MiUi 10 comes with dark mode, game mode and support for a bunch of gestures that help enhance the user experience.

The smartphone is scheduled to get MiUi 11 based on Android 9 during the second half of November. MiUi 11 for Redmi Note 8 looks like a promising update as the update would bring in features like an Always-On Display, redesigned Mi apps, a new lock screen and customisation options.

Verdict 

Xiaomi’s called the Redmi Note 8 as the ‘64MP Allrounder’. Sure there are smartphones from other brands that are catching up, but Xiaomi manages to take (or at least tries to) the lead with every smartphone it launches.

For Rs 10,000, you get features and specifications that make the Redmi Note 8 a smartphone for everyone.

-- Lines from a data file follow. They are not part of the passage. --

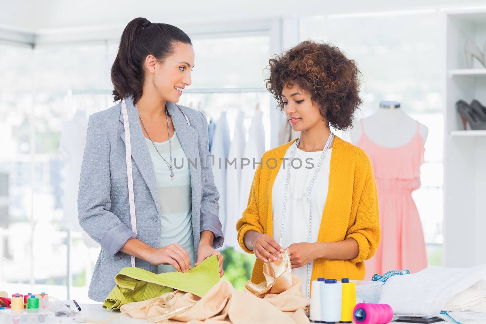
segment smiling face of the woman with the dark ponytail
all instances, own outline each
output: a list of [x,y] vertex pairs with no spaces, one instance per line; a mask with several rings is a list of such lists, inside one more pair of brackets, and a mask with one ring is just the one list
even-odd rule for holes
[[145,82],[151,83],[161,98],[179,102],[183,89],[191,85],[191,68],[194,67],[194,50],[191,44],[177,43],[174,52],[163,63],[153,55],[145,59]]

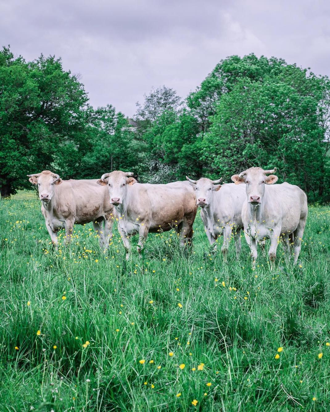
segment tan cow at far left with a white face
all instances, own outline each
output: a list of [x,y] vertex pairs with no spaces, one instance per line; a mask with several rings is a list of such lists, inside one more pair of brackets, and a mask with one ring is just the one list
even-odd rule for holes
[[89,222],[93,222],[99,234],[101,249],[105,251],[108,248],[112,236],[113,206],[108,190],[100,187],[97,179],[62,180],[49,170],[27,176],[33,185],[38,185],[41,212],[56,248],[60,229],[65,228],[66,241],[70,242],[74,223],[84,225]]

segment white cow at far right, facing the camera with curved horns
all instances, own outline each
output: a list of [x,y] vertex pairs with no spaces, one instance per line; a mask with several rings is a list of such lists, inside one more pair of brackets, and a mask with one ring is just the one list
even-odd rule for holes
[[270,239],[271,242],[268,253],[271,267],[281,237],[290,252],[293,245],[294,262],[297,263],[306,225],[308,208],[305,192],[286,182],[273,185],[278,177],[271,173],[276,173],[276,168],[263,170],[251,167],[231,176],[236,184],[245,183],[242,220],[253,268],[257,259],[257,241],[262,239]]

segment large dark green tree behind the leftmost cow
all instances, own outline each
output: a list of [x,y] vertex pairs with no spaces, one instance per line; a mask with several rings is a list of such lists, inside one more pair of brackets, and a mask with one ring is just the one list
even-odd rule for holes
[[[0,192],[28,187],[27,173],[67,169],[72,175],[85,130],[87,95],[61,59],[33,62],[0,52]],[[69,173],[69,174],[70,174]]]

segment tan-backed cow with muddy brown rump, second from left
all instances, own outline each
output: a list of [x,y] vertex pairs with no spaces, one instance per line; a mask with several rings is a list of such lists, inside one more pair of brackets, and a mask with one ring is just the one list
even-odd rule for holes
[[114,206],[118,231],[130,256],[128,238],[139,234],[137,250],[141,257],[149,232],[180,230],[180,246],[191,242],[197,205],[189,183],[174,182],[164,185],[137,183],[132,172],[104,173],[97,183],[107,186]]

The design looks and feels premium and the display is bright enough and colour accurate, but the highlight spec has to be the camera unit. 

The quad-cameras on the back and the selfie camera have clicked detailed and colour accurate shots. The Redmi Note 8 is an actual upgrade over the Redmi Note 7S, which has a 48MP dual-camera setup. With the Note 8, you get a varied set of cameras that shoot in different focal lengths.

Shots taken in low-light using the ‘Night’ mode are pretty good for the price, we would say. There are some limitations to it, but let’s be fair, you can’t have it all for Rs 10,000.

The battery life, too, is solid and you will appreciate Xiaomi for adding an 18W fast charger inside the box. While gaming may not be its forte, the Redmi Note 8 performs quite well for basic, day-to-day tasks and can even handle games like PUBG.

Overall, if you plan to buy a smartphone under Rs 10,000 that offers superb build quality, reliable performance with great battery life and a versatile set of cameras, the Redmi Note 8, hands down, is the one you should buy.